Foto: Liu Heung Shing
—Dicen que el ejército va a entrar en Hong Kong —dijo Tao.
—No lo creo —contestó Elvira.
Estaban sentados en el muro que rodeaba la orilla del inmenso lago de aquella universidad china. Acababan de llegar de la ciudad. Habían
cenado en el centro.
—Eso dicen.
—Pero ¿tú sabes algo? —preguntó Elvira con cierto temor a
que su respuesta fuera afirmativa.
—No, solo dicen.
—Sí, en China dicen muchas cosas, pero ¿tú sabes algo? —preguntó
ella de nuevo.
—¿Por qué iba a saberlo?
—Porque eres diplomático y perteneces al Partido.
—Yo no sé nada.
Elvira lo miró, tenía ante ella a un hombre de 36 años
enfundado en un carísimo abrigo inglés, con el pelo engominado hacia atrás, que
fumaba despreocupado apoyando el codo sobre sus piernas cruzadas. Le costaba
reconocer al estudiante al que había dado clase hacía 16 años en otra
universidad de China. Le costaba reconocer la inocencia de
aquel chico de 19 años que le atosigaba continuamente con sus preguntas. “Es
que quiero entrar en el cuerpo diplomático, profesora”, le decía, “Bien,
entrarás, pero relájate un poco y deja que yo me relaje también”, luego se reía
y le daba un golpecito en el hombro, él le pedía disculpas una y otra vez y
después comenzaba con las preguntas de nuevo, ella por fuerza se encariñó de él
como de ninguno. Mantuvieron el contacto a lo largo de todos estos años y
llegaron a verse hasta en dos ocasiones, una en Estados Unidos y otra en
Singapur.
—Has cambiado mucho, Tao.
—Tú no demasiado.
Elvira se levantó y se apoyó en la barandilla que separaba la arena del agua del lago.
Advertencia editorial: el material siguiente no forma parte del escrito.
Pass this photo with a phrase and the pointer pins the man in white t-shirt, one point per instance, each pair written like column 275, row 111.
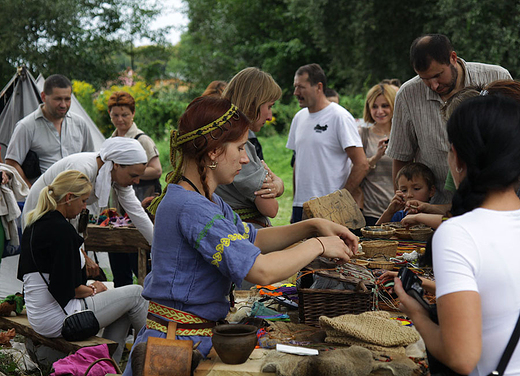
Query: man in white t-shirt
column 328, row 150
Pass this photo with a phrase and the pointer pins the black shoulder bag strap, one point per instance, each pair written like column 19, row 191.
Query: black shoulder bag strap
column 508, row 352
column 44, row 280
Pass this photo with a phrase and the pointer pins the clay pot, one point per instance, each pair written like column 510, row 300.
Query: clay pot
column 234, row 343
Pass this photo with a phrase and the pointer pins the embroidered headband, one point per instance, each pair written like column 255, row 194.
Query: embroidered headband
column 176, row 154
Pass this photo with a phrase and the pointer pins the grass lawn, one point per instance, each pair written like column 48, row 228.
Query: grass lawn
column 277, row 157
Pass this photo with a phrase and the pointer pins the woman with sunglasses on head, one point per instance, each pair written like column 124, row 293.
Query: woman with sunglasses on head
column 201, row 246
column 475, row 253
column 53, row 272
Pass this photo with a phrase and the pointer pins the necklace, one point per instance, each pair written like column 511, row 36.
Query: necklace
column 184, row 178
—¿Habrá intervención militar?
—No lo sé, Elvira...
—La historia se repite.
—Se repite para quienes la conocen y en este país pocos
son los que saben lo que pasó. Así avanza el gigante.
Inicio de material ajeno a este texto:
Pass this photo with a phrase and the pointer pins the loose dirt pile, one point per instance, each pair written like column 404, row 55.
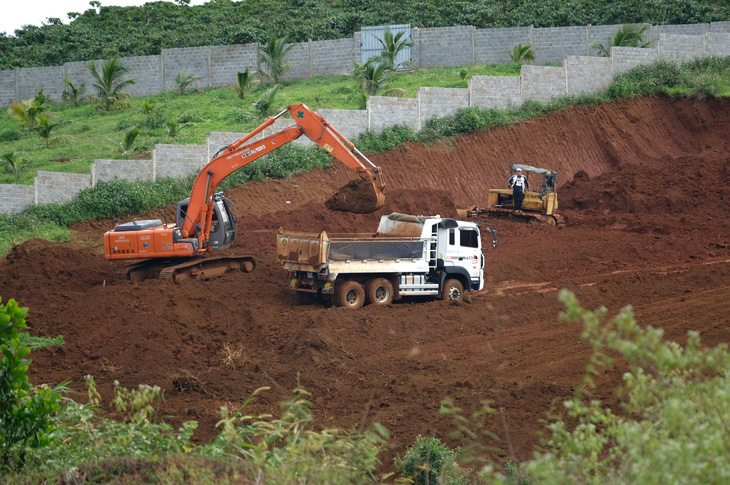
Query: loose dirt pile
column 645, row 194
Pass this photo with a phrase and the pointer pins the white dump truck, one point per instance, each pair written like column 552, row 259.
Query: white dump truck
column 408, row 256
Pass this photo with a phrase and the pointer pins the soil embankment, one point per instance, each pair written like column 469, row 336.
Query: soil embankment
column 645, row 192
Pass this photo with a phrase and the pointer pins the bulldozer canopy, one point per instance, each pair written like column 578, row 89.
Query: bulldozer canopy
column 529, row 168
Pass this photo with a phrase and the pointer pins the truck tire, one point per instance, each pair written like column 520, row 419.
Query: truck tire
column 349, row 294
column 379, row 291
column 453, row 290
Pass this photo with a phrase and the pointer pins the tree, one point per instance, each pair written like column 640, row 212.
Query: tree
column 183, row 80
column 45, row 128
column 271, row 55
column 675, row 418
column 393, row 44
column 373, row 76
column 71, row 93
column 27, row 111
column 245, row 81
column 522, row 53
column 25, row 411
column 265, row 106
column 15, row 165
column 109, row 85
column 127, row 144
column 626, row 36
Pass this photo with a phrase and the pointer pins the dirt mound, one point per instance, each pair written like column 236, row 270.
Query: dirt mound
column 358, row 196
column 668, row 194
column 645, row 195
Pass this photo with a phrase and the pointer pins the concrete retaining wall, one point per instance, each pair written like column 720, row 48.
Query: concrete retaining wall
column 106, row 170
column 440, row 102
column 496, row 92
column 59, row 186
column 579, row 74
column 384, row 111
column 543, row 83
column 587, row 74
column 15, row 198
column 179, row 160
column 433, row 47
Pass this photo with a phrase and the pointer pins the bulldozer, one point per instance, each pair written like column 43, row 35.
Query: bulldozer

Elvira se volvió a sentar en el muro junto a él.
—Se desmorona el mundo, Tao…
—Te gusta demasiado creer en sueños y así pasas la vida
dormida —dijo y lanzó el cigarrillo al lago, después soltó el humo con prisa y miró
a su vieja profesora, ella sonrió y le dio un golpecito en el hombro.
—No me vengas con proverbios chinos, mi pequeño
saltamontes —dijo, se rieron. Tao la abrazó con fuerza y ella perdió su mirada
en aquel lago tan enorme y tan artificial.